Con la vista fija en las nubes se preguntan, ahora, si lloverá.
Son las cinco de la tarde, es la hora del entierro. Por whatssap les llega un mensaje en el que les dicen que los restos de su amiga serán depositados en el cementerio San Antonio de Padua. Las chicas, agarran sus bicicletas y parten hacia el lugar.
El ruido de las calles, el tránsito caótico y los bocinazos no las sacan de su estupor. La mataron. “Aún no lo creo”, comentan entre ellas.
Al llegar a la necrópolis, el silencio es absoluto. Una señora les ofrece ramos de flores a los gritos, y ahí caen. Andi ya no está, el Chirete la mató.
Varios metros recorrieron pedaleando hasta llegar al pasillo sombrío y lleno de nichos amontonados.
En el pasillo 11 hay cuatro mujeres y un hombre, a la espera de la llegada del cortejo fúnebre.
Las dos amigas dejan sus bicicletas apoyadas en una pared y se sientan; de fondo, aves cantando y el ruido de la hormigonera municipal rompen el silencio.
A pocos metros una mujer enciende un cigarrillo y comenta: “Ya mató a dos, ahora quiere matar otra más”.
De a poco el lugar se empieza a poblar. Una caravana de mujeres en moto llega y se suma a las decenas de personas que ya esperan. Hasta que el coche fúnebre dobla por una de las callecitas del cementerio, secundado por varias motos, dos colectivos, remises y autos. Otro grupo se acerca caminando lentamente.
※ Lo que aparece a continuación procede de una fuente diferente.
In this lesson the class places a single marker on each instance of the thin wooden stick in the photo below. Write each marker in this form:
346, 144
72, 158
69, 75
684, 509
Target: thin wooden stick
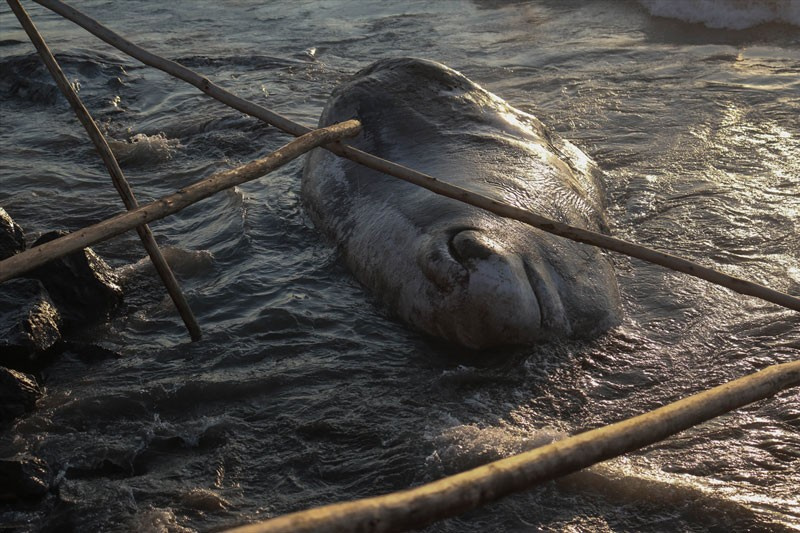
117, 177
423, 180
450, 496
39, 255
“No la vamos a sacar hasta que no lleguen todos”, se escucha decir a un familiar.
Aunque son más las mujeres que fueron a despedir los restos de Andrea Neri, son seis hombres los que bajan el cajón del vehículo para trasladar el cuerpo al nicho.
Un hombre con voz potente inicia una oración, luego de la señal de la cruz.
Ahí estalla un llanto, un grito, que se funde en un abrazo. Una mujer no aguanta el dolor de la pérdida, la bronca que le genera el final que padeció Andi.
Una fila se arma de manera espontánea para entrar, tocar el cajón y ver el lugar donde quedará el cuerpo. Se escuchan gritos que estaban atragantados, golpes al cajón y la pregunta que atraviesa a muchos de los presentes: “¿por qué?”
Los familiares se buscan entre ellos para abrazarse, para darse consuelo y hacer que el dolor se parta en pedazos.
De a poco la muchedumbre se transforma en unas cuantas personas. Al rato ya no hay nadie.
Las dos amigas toman sus bicicletas, las acercan hacia el nicho y, ya tranquilas, se despiden de la Andi.